What are your horse power goals? You mention you don't want Td04 since you would want a 19t, but then you talk of doing a T25/28 hybrid, which would only but you in the 15t ballpark. For $400 you could bolt on a Td04-15t and have the same level of performance has the T25/28 hybrid with none of the headache (or risk) of doing the work yourself.
If you eventual plan is to go: T25>T25/28 Hybrid>Full T28 then personally I think that's a waste, you are going to end up paying to get it balanced twice, and close to twice the work.
Figure how much you are willing to spend max and where you want to end up horsepower wise and go from there.

Your current T25 holds 16 PSI from 2200 to red line in every gear?

Kei
10-04-12, 10:30 AM
a T25 will hold 1 bar (15/16psi) at 6k but it's beyond the choke line on the compressor map so its well inefficient at that point and will generate an awful lot of heat.

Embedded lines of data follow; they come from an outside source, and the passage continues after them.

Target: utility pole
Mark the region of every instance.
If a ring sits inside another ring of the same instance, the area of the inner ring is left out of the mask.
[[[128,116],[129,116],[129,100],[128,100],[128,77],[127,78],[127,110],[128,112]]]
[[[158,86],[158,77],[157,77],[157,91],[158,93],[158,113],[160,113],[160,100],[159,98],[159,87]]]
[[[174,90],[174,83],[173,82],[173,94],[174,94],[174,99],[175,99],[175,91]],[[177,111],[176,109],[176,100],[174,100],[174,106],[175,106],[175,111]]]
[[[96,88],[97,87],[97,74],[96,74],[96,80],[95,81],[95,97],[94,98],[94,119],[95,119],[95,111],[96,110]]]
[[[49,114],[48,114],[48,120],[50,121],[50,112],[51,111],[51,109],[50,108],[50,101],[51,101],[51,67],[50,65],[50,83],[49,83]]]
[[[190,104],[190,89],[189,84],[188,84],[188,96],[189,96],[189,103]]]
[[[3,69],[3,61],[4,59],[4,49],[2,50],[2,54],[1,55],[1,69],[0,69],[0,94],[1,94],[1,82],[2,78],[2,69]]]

I too am of the camp that won't bother with the TD04. (I even had one with all the parts needed to fit it, lived under my bed for a year before i sold it on to a friend) I wanted a Gpopshop Big T28 too but i can't see the point in it for me as it's beyond where i want to go. I don't want to start messing with my fuel system as it'll throw everything out. (mpg on the SID potentially less efficient etc) A hybrid T25/28 like pontius is suggesting sounded like the ideal turbo for me as it would be less stressed at the top end of stage 3 vs a standard unit. I swear i've seen some dyno plots somewhere for the hybrid achieving around 320 crank. Considering people somehow managed to squeeze 340hp out of a TD04-19T built around a no.5 housing, makes me wonder if its something to do with the actual wheel design rather than wheel size. (number 5 being a 5 sq.cm housing vs the T25 .49a/R which equates to 7 sq.cm)

A T25 hotside
http://i1142.photobucket.com/albums/n605/_-Kei-_/SAAB/Mods/IMG_3550.jpg

Vs a TD04 hot side
http://i1142.photobucket.com/albums/n605/_-Kei-_/SAAB/Mods/TD04-4.jpg

smut
11-04-12, 10:47 AM
I think that this is a great thread so I hope you,PONTIUS will continue to post us on your build .Its great to see what can be done on the cheap.I sometimes wish Id taken that route although my HP goals are too high for the T25. CARRY ON!

Demusku
13-04-12, 02:39 AM
I threw a T25 in mine untill i had the money to do the full T28 upgrade, think it was $800. I wanted to go with a direct fit since i dont have much time to play with making things work. I've had the T28(both wheels changed) for about a week now and so far im very happy with it. Have cold air intake and stock exhaust, still waiting for my exhaust to get here, and no tune yet. But with this setup spools about 2800 rpms and hold boost well through out all gears although i only had her up to a little over 100mph.

IDK if this helps anything i read through kinda quick but it felt a bit like a debate i was having with myself on what to do with my turbo after the original crapped the bed.